Tags: 2014 Midterm Elections | 2016 Elections | digital | political | advertising | Larry Grisolano

Report: Digital Age Coming to Political Advertising

By Cathy Burke   |   Tuesday, 15 Jul 2014 08:45 PM

The digital age is calling, and politicians are starting to listen.

"In politics, as in advertising, you have to follow people by the choices they make," Analytics Media Group founder Larry Grisolano told The Wall Street Journal.

The Journal reports that political consulting firm Deep Root Analytics and other data analysts are buying consumer information from data-mining firms, including movie and TV-measurement firms like Rentrak and Nielsen, as well as credit-score firm Experian.

But new targeting tools are looking at the viewing habits of individuals —  not age brackets —  and Cablevision and Comcast Spotlight, a division of Comcast Corp., have started providing campaigns with more specific audience information to give them detailed, real-time information about what and when people are watching.

The analytics firms then use computers to sort through the information and steer campaign efforts, as they do for businesses' marketing campaigns.

The result is revolutionizing the billion-dollar business of political advertising, the Journal reports.

"Instead of sending a letter to a post box, we're sending a 30-second spot to a TV set," Warren Schlichting, senior vice president of Dish media sales, told the Journal.

President Barack Obama's re-election team in 2012 pioneered these media cost-benefit analytics, the Journal noted, and Grisolano was the campaign's top media adviser then.

"[W]e decided to buy [media] differently," Grisolano told the Journal. "The data gave us the confidence to try something different."

A new study shows just how targeted political ads can get, USA Today reports.

The study by Kantar Media's Campaign Media Analysis Group found that attack ads in particular have a ready-made audience on crime shows, which carry the highest share of negative political ads among all of the spots aired within a genre, USA Today reports.

Nearly 77 percent of the 979 spots that ran during police, mystery and suspense shows were political attack ads, followed by more than 70 percent of the spots aired on entertainment magazine shows, the study found.

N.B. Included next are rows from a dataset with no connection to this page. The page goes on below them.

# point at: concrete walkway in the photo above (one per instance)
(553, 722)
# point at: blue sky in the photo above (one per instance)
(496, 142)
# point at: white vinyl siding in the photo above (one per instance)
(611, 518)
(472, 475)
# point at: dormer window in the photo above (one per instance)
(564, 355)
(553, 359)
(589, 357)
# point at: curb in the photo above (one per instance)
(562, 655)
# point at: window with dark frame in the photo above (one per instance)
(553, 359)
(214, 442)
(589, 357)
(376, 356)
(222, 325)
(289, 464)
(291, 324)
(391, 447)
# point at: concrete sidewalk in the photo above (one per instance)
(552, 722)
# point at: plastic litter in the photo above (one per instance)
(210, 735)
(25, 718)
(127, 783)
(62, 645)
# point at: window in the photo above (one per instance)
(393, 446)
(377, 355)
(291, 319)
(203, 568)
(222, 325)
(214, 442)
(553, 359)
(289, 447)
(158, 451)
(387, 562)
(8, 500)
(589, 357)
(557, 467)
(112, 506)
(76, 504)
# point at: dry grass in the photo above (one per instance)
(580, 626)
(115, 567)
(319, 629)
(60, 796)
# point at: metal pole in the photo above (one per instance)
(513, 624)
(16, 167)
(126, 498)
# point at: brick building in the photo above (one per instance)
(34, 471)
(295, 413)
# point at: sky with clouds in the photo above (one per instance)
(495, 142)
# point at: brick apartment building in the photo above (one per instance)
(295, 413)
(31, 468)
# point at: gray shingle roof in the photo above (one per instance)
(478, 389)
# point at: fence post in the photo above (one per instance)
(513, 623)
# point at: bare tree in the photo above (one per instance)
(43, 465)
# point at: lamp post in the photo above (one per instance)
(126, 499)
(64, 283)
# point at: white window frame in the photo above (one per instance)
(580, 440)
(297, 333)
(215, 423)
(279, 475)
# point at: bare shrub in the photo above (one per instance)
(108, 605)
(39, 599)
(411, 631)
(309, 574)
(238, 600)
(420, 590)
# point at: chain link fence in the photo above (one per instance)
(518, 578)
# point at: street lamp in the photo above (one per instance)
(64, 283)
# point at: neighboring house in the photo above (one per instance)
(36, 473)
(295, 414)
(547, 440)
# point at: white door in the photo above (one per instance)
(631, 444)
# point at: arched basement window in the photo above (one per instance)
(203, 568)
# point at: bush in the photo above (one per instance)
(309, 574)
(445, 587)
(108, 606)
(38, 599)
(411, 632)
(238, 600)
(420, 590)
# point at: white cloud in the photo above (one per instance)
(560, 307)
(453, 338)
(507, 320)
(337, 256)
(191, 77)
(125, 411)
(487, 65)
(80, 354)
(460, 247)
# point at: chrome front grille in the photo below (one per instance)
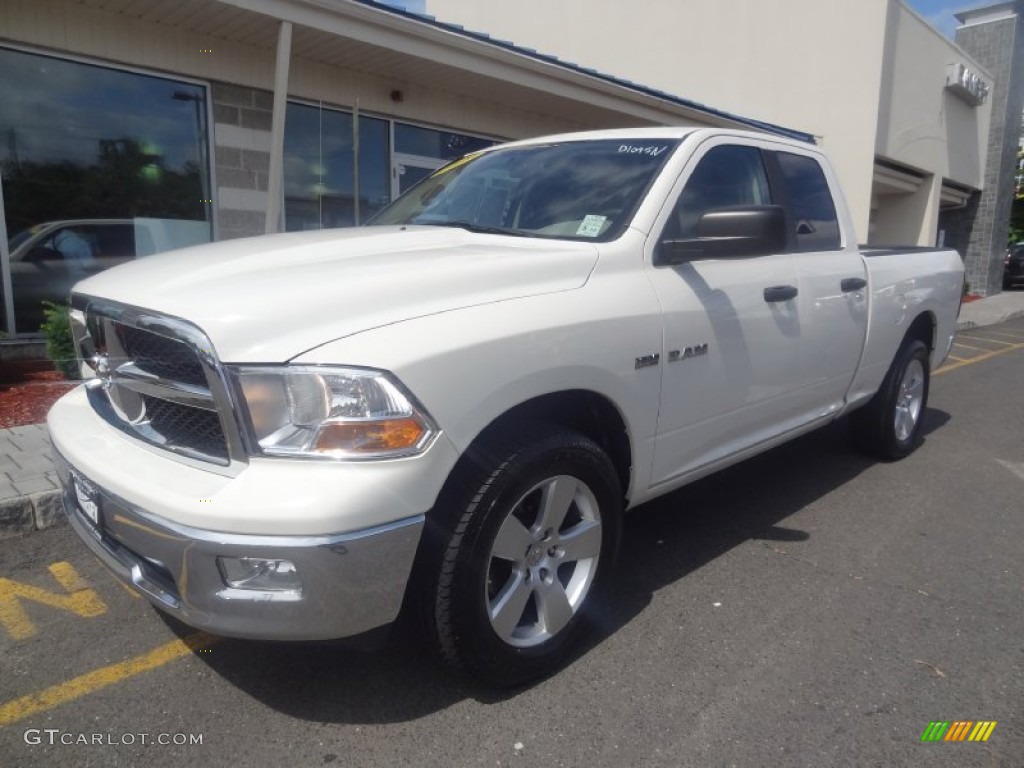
(157, 379)
(161, 356)
(183, 425)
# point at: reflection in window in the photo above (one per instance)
(98, 166)
(428, 142)
(320, 173)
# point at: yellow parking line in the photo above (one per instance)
(968, 346)
(90, 682)
(991, 341)
(979, 358)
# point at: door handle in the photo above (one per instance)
(780, 293)
(849, 285)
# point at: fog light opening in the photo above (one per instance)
(259, 574)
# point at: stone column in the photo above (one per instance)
(994, 37)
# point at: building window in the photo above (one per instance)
(323, 183)
(98, 166)
(428, 142)
(322, 180)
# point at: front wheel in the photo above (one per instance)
(889, 426)
(530, 532)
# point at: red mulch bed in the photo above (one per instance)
(27, 399)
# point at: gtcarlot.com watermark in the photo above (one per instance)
(55, 737)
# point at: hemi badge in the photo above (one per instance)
(647, 360)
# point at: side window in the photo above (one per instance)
(726, 176)
(811, 201)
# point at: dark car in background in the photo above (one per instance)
(1013, 267)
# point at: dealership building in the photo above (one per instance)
(129, 127)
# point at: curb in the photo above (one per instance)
(968, 325)
(25, 514)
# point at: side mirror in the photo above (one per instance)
(729, 232)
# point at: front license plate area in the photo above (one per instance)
(87, 498)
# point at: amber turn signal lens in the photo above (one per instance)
(370, 436)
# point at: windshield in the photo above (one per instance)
(570, 190)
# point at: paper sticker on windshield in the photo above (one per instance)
(591, 225)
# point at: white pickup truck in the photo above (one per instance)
(292, 436)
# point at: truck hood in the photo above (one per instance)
(268, 299)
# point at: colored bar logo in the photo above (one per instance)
(958, 730)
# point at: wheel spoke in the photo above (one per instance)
(581, 542)
(555, 502)
(507, 608)
(512, 541)
(553, 608)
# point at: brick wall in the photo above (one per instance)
(242, 154)
(998, 46)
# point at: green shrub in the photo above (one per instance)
(59, 343)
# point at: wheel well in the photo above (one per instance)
(583, 411)
(923, 328)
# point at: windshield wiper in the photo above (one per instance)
(470, 226)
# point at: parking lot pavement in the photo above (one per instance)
(807, 607)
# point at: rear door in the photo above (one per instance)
(834, 291)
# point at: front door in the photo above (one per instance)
(732, 331)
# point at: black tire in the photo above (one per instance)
(889, 426)
(491, 546)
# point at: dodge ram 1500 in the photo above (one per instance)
(293, 436)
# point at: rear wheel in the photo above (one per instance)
(889, 426)
(531, 529)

"If you are watching between the hours of 7 [p.m.] and 11 [p.m.], you already are tuning in for some sort of violence or character assassination," Elizabeth Wilner, who oversees Kantar's political advertising operation, told USA Today. "You are primed . . . for drama anyway."

Campaigns will devote about 57 percent of their overall advertising budget to broadcast TV, say projections by Kantar's group, and another 15 percent to cable, the Journal reports.

Digital advertising, meanwhile, will account for just 7 percent of the average campaign budget, less than half of the amount most candidates will spend on direct mail, the Journal reports.

It's beginning to change, though.

When New Jersey Republican Gov. Chris Christie wanted to reach Hispanic voters during his re-election campaign last year, data analysts discovered that viewers of "Dama y Obrero," a Spanish-language telenovella about a woman torn between two men, would likely be more receptive to his message than viewers of "Porque el Amor Manda," a romantic comedy, the Journal reports.

"These are calculations we just couldn't do before," Alex Lundry, a Deep Root co-founder who led the data team for Republican Mitt Romney's presidential bid in 2012, told the Journal.